And of course the cast is in real life maturing all the while, and though the year/s since the last film have been kind to Kristen Stewart and Taylor Lautner: posture and facial feature definition and a sense of gravitas are all up several points, Pattinson just seems washed out like he's being overly CGI airbrushed like Courtney Cox in Scream IV.

Still, in general they have all avoided the pasty hungover look that dogged the aging Harry Potter gang, and I loved the awesome selection of fully sketched-out 'relatives' of the Cullen clan at the wedding, all gorgeous and interesting and probably worthy of spin-off films.
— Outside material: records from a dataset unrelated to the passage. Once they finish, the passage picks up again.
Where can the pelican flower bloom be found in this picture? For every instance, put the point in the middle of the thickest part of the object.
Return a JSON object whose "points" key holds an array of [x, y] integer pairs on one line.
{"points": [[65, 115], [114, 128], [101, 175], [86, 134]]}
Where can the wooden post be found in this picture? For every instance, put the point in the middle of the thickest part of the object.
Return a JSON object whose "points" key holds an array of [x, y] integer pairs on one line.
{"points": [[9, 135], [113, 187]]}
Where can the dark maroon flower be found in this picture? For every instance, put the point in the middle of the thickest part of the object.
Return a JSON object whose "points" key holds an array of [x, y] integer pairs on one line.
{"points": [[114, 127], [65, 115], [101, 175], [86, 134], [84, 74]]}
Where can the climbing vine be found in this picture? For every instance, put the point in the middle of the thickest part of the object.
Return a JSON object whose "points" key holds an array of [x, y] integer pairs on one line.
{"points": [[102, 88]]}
Their glowing eyes and Goth-but not too Goth-off-white dresses made me desperately want to be at that wedding, and made me think I already had in weird 'teenage dream I still remember fondly' kind of way.

Break: If you're still unclear why/how this series is so popular, let's examine the still below:


Note the purple and violet color coordination that's been the key behind the luscious art design since the first film, and the way these two cute vampires fuss, with their centuries of beauty tip expertise, over this 18 year-old slacker with her hunched over posture and vaguely mannish profile. As a viewer your identification locus moves in three directions if you study the picture, mirroring the three components of consciousness:

   1) Bella: cute but frail and human, easily-led (ego)
   2) Vampire helpers: examining our human weakness from their superior position (super ego)
   3) The Gaze / mirroring / metatextual subjective position : the unborn child's free-floating ghost, eying Bella's womb like a tired wanderer eyes a warm, toasty Motel 6 (id)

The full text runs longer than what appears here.